These projects use artificial intelligence techniques, coupled with visible-range and thermal cameras, to identify pathologies or changes in behaviour through automatic tracking. I design and build sensory platforms, establish efficient data transfer protocols and implement machine learning techniques (e.g. deep neural networks) to analyse complex, multisensory data.

Camouflage

I have been involved with camouflage since my PhD and continue to run projects on animal colouration. For instance, why are tigers not green? Hiding in green vegetation in bright orange brown fur clearly does not sound like an optimal solution. Other animals, such as the primary prey of tigers, have different colour vision to us humans which makes these mighty felines look different to them. Our work supports the notion that when considering the optimal colours for a given environment and function (e.g. concealment or signalling), the visual system of observers has a significant effect. This research has led to numerous media collaborations and I was fortunate to work with Liz Bonnin, Steve Backshall and Sir David Attenborough.

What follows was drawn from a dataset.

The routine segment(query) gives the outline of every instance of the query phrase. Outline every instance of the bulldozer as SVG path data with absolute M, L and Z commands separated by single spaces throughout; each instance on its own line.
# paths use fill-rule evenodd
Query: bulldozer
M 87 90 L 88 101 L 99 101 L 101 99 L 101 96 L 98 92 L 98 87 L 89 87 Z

As a member of the CamoLab, I am part of the team developing a toolkit to establish the best (or worst) camouflage for any object in any environment for any viewer using deep neural networks. A paper on establishing optimal colours and textures for concealing and visibility can be found here. This work has been further expanded to entirely synthetic (i.e. artificial) prey and predators: Our team has demonstrated how Generative Adversarial Networks, deep networks engaged in competition, can be utilised to simulate an evolutionary arms-race.

I also continue to engage with the research topic of my PhD: this work focused on how military camouflage uniform patterns evolved since the early 20th century. The project uses methods from computer vision to establish similarity metrics between patterns, and phylogenetics to model how patterns of allied and hostile countries have influenced each other’s designs.

Understanding how people engage with art and spaces

This project examines how we can predict preference to visual artworks by utilising eye movements of observers and paintings generated by deep neural networks. Gaining insight into how people perceive art could also lead to more inclusive environments and our team is using virtual reality and wearables recording physiological measurements to establish how participants engage with various spaces.